Como os meios, antes dessa virada, apareciam de modo preocupante como produtores de efeitos não controláveis pela sociedade, as mediações se põem, praxiologicamente, como espaço de ação e de resistência. Não se trata apenas de conhecimento do mundo (nos aspectos e objetos em foco), do viés com que se percebe e pelos quais nos relacionamos com os meios. Mas também – e talvez sobretudo – da possibilidade de enfrentamento, da reflexão sobre a qualidade das condições para esse enfrentamento, como uma interação de natureza político-social (BRAGA, 2012, p. 33).

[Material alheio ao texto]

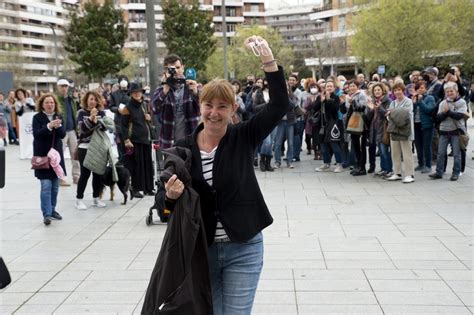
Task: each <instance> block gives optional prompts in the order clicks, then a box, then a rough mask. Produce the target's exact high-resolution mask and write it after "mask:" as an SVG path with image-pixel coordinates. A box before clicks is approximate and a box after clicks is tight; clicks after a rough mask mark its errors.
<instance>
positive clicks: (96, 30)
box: [64, 0, 127, 80]
mask: <svg viewBox="0 0 474 315" xmlns="http://www.w3.org/2000/svg"><path fill="white" fill-rule="evenodd" d="M70 21H71V23H70V24H69V26H68V28H67V30H66V36H65V40H64V48H65V50H66V51H67V52H68V53H69V58H70V59H71V60H72V61H74V62H76V63H77V64H78V65H79V67H78V68H77V69H76V72H77V73H83V74H85V75H86V76H87V77H88V78H89V79H90V80H91V79H102V78H103V77H105V76H106V75H107V74H116V73H118V72H119V71H120V70H121V69H123V68H124V67H126V66H127V62H126V60H125V58H124V56H123V54H122V48H123V46H124V43H125V39H126V38H127V26H126V25H125V23H124V20H123V14H122V10H119V9H116V8H115V7H114V3H113V1H112V0H105V1H104V4H103V5H99V4H96V3H95V2H86V3H85V5H84V11H83V12H82V14H81V13H80V12H73V13H71V17H70Z"/></svg>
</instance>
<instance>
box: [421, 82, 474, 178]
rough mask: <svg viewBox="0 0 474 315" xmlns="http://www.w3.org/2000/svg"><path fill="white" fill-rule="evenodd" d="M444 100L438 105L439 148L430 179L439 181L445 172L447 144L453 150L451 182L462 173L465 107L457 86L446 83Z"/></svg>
mask: <svg viewBox="0 0 474 315" xmlns="http://www.w3.org/2000/svg"><path fill="white" fill-rule="evenodd" d="M444 91H445V93H446V99H445V100H443V101H442V102H441V103H440V104H439V108H438V116H437V119H438V121H439V122H440V125H439V146H438V158H437V163H436V172H435V173H433V174H431V175H430V177H431V178H432V179H440V178H442V177H443V174H444V172H445V168H446V163H445V160H446V158H447V154H446V153H447V148H448V144H449V143H451V146H452V148H453V157H454V164H453V172H452V174H451V178H450V179H451V180H452V181H456V180H458V178H459V176H460V173H461V171H462V160H461V148H460V135H463V134H464V133H466V132H467V129H466V125H465V121H464V119H465V118H466V115H467V105H466V102H465V101H464V99H463V98H461V96H460V95H459V92H458V85H457V84H456V83H455V82H448V83H446V84H445V85H444Z"/></svg>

Essa possibilidade de enfrentamento se traduz não apenas na recepção, mas também quando os atores sociais assumem certo “protagonismo” na relação com os meios. Não é um domínio apenas dos sujeitos, tampouco um controle hermético, mas sim das possibilidades comunicativas de ambos postas em diálogo. Na linha da reflexão feita por Braga do caso midiático, o “campo”, na acepção de Pierre Bourdieu, perde a “capacidade de refração” ou vê suas estruturas de legitimação bastante diminuídas frente a possibilidade dos próprios sujeitos de assumirem certo protagonismo na comunicação.

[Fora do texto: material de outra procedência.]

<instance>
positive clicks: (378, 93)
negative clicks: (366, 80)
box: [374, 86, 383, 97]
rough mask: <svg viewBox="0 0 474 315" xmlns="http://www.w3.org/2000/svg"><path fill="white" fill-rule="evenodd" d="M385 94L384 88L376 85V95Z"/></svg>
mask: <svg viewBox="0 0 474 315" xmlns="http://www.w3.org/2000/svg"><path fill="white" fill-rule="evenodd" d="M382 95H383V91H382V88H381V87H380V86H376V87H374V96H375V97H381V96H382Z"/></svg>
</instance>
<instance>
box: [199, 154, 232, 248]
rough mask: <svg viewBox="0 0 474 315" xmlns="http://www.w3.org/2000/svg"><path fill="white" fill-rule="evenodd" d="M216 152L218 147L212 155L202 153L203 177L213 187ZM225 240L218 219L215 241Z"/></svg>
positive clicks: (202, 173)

No caso do fumo, como tema das conversas e entrevistas com os informantes, interpretamos um exemplo desse “enfrentamento” de forma mais evidente no posicionamento do cultivo como subsistência para a zona rural, no que pese o discurso midiático contra o consumo do tabaco. Principalmente, podemos ver isto no caso das disposições de Arnaldo para uma leitura da TV e da internet como decorrência de um desenvolvimento tecnológico que, em um novo cenário, permite que a produção seja monitorada por ele com muita facilidade. A informação do cultivo, que, no cenário da televisão está “fora”, chega por meio

da orientação da empresa produtora de tabaco, na figura do orientador, e pode ser acompanhada pela internet. De alguma maneira, a possibilidade de “enfrentamento” se coloca nesse protagonismo em relação ao uso social de uma ou de outra tecnologia. Cabe ponderar, no entanto, que a possibilidade de enfrentar não garante uma autonomia plena dos sujeitos em relação aos meios, mas cria uma afetação recíproca entre eles.

Na visão deste recorte do empírico à guisa das disposições definidoras da classe, essa possibilidade de enfrentamento não se constrói apenas “culturalmente” mas também integra, de alguma maneira, o pré-reflexivo que é atribuído pelas condições sociais. As competências culturais para uso da tecnologia, no caso de Arnaldo a disposição para perceber um uso da internet atrelado à sua produção, é decorrente de determinada estrutura que permite certo grau de “protagonismo” em relação aos meios. Esse protagonismo, ou possibilidades de enfrentamento, portanto podem ser lidos de forma relativa à estrutura social, na “qualidade das condições desse enfrentamento”, como observa Braga.